Hiçbir mümin diğerinden banane diyemez. Hiçbir Müslüman dünyadaki zulüm ve kötülüklere kayıtsız kalamaz. Hasebiyle her mümin lisanıyla ve kalbiyle kararlı formda kötülükle uğraş etmek suretiyle bundan mükelleftir. Gayriinsani ve gayriahlaki yol ve prosedürlerle İslam’a hizmet edilmez, İslam davası güdülemez. Hiçbir sebep suçsuz sivilleri, okula giden çocukları katletmenin mazareti olamaz. Türkiye en sıkıntı günlerinde Somali halkının yanında olmayı sürdürecektir. İsmi ister DEAŞ, ister Boko Haram ister FETÖ olsun bu örgütlerin tamamı dinimizi emellerine alet eden sapkın yapılardır. Bu katil sürüleriyle çaba etmek başta hocalarımız ve alimlerimizin olmak üzere hepimizin ortak sorumluluğudur. Ülkemizin bir daha benzeri dramlar, misal ihanetler yaşamasına asla müsaade veremeyiz. Ziyanlı alışkanlıkların pençesinde kıvranan gençlerimizin acısı da tekrar bizim acımızdır. Elinden tutamadığımız, yanında olamadığımız her bir gencimizin vebali hepimizin üzerindedir. Diyanet İşleri Başkanlığımızın din hizmetlerini genişletmesini takdirle karşıladığımı belirtmek istiyorum.

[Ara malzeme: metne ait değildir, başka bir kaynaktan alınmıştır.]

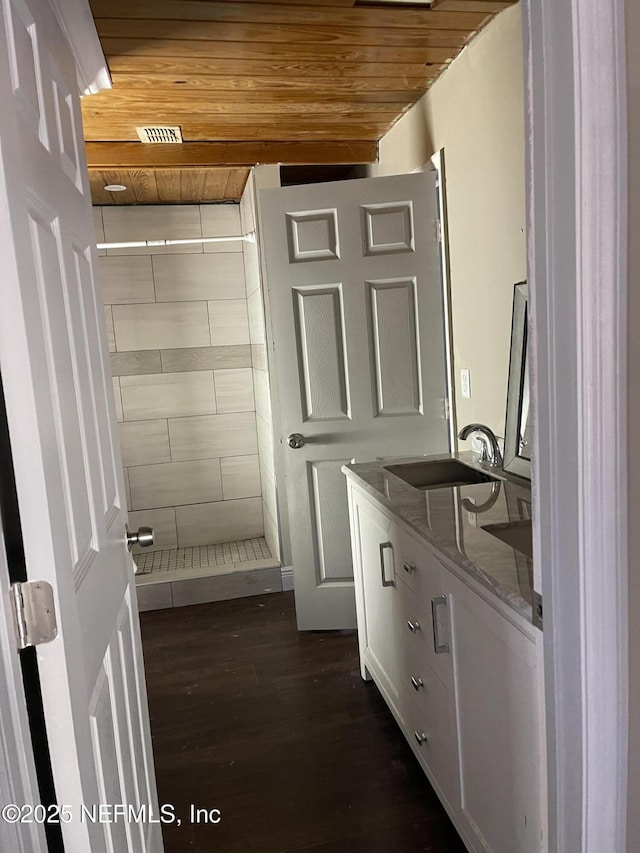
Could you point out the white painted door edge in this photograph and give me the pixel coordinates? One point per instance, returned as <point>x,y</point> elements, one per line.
<point>577,174</point>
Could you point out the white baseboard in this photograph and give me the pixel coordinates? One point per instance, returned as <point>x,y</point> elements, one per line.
<point>287,578</point>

“MİLLETİMİZ BU EĞİTİM YUVALARINA GÖZÜ ÜZERE BAKIYOR”
Diyanetin 4-6 yaş Kur’an kurslarını çocuklarımızın İslam inancı ve ahlakıyla erken yaşta tanışması bakımdan çok bedelli buluyorum. Kimi hadsizler Orta Çağ zihniyeti diyerek aşağılamaya çalışsa da milletimiz bu eğitim yuvalarına gözü üzere bakıyor. Biz bu hadsizlere bakmayacağız, tam bilakis 4-6 yaşındaki bu yavrularımızı yetiştirmek suretiyle tarihe nazar edeceğiz, nazar.